Rio Reiser war sehr belesen und kannte die biblischen Geschichten sehr genau. Das wird deutlich, wenn er singt "ich bieg dir noch ein Regenbogen". Noch einen? Der erste, biblisch überlieferte Regenbogen wurde von Gott als Verbindung zwischen Himmel und Erde geschaffen. Das sollte den Bund zwischen Gott und allen Lebewesen auf der Erde besiegeln. Außerdem war es für Gott ein Zeichen der Erinnerung, nie mehr eine Sintflut kommen zu lassen. Jedesmal, wenn der Regenbogen am Himmel erscheint, möchte Gott daran erinnern und zeigen, daß er sich noch immer mit der Erde verbunden fühlt.
Der Regenbogen also als Zeichen der Hoffnung, die gleichzeitig unendlich und immerwährend ist.
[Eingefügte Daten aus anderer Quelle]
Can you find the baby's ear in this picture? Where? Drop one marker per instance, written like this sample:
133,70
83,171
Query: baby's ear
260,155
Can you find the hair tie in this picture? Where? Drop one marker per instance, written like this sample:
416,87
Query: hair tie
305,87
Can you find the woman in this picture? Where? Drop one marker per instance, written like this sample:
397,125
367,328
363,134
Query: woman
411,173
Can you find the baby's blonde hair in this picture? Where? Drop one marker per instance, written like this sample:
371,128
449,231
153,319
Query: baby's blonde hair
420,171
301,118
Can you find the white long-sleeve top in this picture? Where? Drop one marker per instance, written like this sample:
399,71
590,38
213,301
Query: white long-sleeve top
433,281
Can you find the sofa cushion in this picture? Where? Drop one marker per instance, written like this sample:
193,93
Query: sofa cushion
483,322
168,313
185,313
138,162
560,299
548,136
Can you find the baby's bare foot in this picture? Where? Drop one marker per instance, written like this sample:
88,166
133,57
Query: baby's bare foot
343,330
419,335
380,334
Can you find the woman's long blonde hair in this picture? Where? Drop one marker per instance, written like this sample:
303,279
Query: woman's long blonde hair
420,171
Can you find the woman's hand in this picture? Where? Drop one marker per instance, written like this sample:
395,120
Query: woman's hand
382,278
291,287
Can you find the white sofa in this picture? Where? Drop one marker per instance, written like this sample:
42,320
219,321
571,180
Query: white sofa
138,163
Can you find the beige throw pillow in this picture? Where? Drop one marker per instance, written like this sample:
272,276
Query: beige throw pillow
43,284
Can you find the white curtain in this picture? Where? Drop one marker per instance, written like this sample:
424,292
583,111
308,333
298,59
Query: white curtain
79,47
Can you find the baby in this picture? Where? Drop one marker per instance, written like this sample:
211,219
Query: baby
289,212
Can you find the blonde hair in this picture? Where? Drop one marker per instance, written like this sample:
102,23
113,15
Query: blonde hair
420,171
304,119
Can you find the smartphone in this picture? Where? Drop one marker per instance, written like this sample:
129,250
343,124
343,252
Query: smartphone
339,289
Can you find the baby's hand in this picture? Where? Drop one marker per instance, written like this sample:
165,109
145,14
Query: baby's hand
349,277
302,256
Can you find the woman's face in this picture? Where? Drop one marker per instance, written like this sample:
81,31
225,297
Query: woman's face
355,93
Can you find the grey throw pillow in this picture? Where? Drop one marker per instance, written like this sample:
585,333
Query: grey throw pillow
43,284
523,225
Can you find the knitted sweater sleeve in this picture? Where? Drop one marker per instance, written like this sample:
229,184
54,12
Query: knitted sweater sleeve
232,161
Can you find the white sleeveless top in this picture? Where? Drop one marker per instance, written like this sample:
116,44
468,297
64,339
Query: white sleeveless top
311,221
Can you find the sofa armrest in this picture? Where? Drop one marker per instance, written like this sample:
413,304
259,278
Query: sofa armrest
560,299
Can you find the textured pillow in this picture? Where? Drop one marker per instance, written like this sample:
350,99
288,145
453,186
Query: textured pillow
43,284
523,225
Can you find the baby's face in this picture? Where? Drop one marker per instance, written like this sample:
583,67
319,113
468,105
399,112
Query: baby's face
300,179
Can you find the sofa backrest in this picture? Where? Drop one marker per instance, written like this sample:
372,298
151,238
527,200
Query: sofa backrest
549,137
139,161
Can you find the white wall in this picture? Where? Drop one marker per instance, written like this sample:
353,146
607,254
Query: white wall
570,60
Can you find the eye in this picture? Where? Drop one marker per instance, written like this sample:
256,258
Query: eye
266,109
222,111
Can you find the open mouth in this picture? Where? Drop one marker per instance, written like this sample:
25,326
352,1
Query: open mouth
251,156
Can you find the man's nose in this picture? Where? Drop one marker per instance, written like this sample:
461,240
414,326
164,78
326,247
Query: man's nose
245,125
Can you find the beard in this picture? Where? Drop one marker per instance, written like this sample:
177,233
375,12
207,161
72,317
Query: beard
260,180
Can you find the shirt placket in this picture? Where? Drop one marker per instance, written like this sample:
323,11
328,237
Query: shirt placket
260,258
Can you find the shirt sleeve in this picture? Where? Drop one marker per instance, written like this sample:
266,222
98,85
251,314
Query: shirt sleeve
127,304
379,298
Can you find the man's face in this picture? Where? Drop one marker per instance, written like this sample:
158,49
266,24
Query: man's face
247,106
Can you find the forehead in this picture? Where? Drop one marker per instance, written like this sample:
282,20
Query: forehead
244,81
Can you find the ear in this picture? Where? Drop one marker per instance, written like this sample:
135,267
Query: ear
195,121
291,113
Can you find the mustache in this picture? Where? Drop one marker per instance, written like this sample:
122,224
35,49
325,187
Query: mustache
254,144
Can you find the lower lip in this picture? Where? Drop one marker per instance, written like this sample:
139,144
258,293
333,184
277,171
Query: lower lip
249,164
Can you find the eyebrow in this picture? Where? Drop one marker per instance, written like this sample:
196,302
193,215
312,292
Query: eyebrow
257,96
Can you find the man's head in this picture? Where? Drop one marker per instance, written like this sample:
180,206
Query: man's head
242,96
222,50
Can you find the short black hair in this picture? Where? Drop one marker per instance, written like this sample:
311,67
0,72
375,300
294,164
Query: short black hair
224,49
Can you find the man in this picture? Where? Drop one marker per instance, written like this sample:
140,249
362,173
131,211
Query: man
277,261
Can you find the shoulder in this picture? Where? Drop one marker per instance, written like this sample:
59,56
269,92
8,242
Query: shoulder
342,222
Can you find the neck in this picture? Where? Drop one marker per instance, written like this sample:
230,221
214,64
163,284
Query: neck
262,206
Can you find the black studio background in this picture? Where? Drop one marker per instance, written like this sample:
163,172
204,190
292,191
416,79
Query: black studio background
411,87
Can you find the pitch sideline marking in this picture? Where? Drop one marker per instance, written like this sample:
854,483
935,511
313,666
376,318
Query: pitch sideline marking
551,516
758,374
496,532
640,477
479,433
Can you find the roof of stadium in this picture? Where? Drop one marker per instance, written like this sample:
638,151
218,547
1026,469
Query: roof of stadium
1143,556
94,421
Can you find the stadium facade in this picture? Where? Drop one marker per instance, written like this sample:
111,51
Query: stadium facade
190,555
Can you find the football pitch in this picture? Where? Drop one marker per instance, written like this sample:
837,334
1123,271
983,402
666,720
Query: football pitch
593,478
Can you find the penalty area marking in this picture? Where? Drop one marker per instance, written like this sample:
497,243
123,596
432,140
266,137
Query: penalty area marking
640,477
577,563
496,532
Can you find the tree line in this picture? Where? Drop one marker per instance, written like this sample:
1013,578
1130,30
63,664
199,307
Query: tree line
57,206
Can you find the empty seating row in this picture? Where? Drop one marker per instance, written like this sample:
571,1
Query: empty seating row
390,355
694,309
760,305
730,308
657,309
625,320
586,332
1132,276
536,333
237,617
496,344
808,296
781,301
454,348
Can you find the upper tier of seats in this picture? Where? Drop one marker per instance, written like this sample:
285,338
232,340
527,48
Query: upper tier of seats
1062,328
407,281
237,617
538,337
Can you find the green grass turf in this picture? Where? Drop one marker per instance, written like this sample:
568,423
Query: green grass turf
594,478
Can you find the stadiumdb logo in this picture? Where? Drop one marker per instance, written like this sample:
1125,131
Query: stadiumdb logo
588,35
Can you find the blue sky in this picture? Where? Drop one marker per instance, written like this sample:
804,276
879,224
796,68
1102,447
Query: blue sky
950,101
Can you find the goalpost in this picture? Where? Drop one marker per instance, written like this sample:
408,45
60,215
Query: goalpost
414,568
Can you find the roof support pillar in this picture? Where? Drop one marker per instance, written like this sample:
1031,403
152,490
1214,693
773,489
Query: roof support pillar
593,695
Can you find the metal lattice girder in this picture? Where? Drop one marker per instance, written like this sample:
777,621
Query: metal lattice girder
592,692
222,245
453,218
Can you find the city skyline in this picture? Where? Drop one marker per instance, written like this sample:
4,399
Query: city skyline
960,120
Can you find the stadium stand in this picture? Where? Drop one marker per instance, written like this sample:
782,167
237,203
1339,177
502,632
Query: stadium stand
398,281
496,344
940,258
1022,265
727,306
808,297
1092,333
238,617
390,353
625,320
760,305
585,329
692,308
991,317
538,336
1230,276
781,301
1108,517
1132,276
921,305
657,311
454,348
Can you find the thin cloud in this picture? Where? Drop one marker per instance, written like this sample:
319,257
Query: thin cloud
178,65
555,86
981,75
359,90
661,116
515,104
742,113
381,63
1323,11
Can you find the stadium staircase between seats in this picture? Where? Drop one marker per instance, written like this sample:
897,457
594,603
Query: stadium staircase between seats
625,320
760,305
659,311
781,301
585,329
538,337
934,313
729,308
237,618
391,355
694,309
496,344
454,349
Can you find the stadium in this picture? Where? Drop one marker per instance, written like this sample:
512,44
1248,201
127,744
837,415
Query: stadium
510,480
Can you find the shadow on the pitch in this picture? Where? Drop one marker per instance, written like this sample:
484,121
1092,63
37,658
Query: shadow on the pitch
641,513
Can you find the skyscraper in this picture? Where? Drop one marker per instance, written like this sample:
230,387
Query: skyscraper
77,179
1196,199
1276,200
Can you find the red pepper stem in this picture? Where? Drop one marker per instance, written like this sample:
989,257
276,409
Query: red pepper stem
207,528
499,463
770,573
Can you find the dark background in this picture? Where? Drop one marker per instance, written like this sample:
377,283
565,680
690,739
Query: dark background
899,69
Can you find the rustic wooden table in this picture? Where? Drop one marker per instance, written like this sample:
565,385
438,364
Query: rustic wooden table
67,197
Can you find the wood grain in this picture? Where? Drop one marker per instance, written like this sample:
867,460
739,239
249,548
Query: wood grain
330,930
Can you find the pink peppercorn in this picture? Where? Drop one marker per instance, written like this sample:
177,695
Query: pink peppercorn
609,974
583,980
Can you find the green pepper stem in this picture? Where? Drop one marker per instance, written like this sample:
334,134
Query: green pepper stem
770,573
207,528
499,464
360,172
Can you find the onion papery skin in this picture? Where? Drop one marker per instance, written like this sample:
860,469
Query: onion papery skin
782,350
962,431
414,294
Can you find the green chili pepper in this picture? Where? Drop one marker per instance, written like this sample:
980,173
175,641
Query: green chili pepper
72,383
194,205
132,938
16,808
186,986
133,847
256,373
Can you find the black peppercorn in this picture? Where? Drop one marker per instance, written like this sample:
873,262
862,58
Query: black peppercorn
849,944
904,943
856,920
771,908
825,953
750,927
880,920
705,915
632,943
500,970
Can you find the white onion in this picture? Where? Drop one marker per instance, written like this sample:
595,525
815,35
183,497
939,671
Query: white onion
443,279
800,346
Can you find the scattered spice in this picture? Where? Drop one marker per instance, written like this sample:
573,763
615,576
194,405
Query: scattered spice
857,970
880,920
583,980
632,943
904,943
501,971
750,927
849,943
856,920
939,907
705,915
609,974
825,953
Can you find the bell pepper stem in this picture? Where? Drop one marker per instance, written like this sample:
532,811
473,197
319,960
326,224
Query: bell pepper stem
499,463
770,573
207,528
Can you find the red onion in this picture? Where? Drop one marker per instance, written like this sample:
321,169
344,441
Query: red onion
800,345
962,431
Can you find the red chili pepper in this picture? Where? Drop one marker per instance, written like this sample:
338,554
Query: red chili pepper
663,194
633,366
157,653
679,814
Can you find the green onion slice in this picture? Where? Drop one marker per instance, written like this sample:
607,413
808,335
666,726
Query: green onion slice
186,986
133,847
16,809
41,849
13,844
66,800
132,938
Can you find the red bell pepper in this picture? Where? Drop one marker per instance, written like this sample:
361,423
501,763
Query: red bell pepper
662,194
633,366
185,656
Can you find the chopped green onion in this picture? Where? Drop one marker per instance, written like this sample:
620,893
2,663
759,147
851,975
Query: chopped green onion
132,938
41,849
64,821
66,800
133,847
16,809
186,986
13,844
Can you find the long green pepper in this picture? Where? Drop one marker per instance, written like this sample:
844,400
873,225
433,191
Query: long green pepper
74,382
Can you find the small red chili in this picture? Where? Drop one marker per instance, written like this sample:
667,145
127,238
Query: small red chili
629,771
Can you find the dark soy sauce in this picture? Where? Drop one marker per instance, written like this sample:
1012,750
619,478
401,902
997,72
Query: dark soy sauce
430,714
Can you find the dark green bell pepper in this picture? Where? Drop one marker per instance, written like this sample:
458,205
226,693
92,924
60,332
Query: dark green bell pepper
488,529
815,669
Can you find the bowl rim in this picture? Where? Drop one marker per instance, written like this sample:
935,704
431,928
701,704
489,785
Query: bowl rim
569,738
Auch Greenpeace nutzen ja dieses Zeichen. Für das Lied kann das bedeuten, daß Rio seiner Liebe auch so ein unvergängliches, immer wiederkehrendes Zeichen setzen will. Ein Zeichen seiner Hoffnung und ein Zeichen für seine Liebe, daß er ihr nie Schaden zufügen will.

Um die Analyse noch komplizierter zu machen, gibt es zwei entscheidende Stellen, die dem Lied je nach Bedarf einen ganz anderen Dreh geben können.. "Ich hab so oft für dich gelogen" und "ich lüg für dich". Dadurch verringert Rio den Ernst des Liedes und nimmt den Pathos teilweise raus. Denn alles, was er singt, kann auch als Lüge gesehen werden. Ich singe für dich, ich lüge für dich, also ich singe Lügen für dich. Andererseits kann er auch meinen: Ich tue wirklich alles für dich, auch unmoralische Dinge. Ich bin so verliebt, daß ich alles sagen, hören, sehen würde, damit du wiederkommst.
Wiederkommst? Ja, denn wichtig ist auch der letzte Satz, den er nach dem zweiten Refrain murmelt: "Wo immer du bist". Das kann heißen, daß er gar nicht weiß, wo seine Liebe momentan ist, weil sie ihn zum Beispiel verlassen hat. So gesehen will er vielleicht nur ausdrücken, daß er alles tun würde, wirklich alles, damit er zurückkommt, auch, wenn er woanders gepennt hat. Der Song wäre dann kein einfaches Liebeslied, sondern ein ganz subtiles Liebeskummerlied.
Oder das "Wo immer du bist" ist einfach nur ein weiterer Beweis für die Größe seiner Liebe. Ich liebe dich, auch wenn du gar nicht hier bist. Womit wir wieder bei der Treue wären.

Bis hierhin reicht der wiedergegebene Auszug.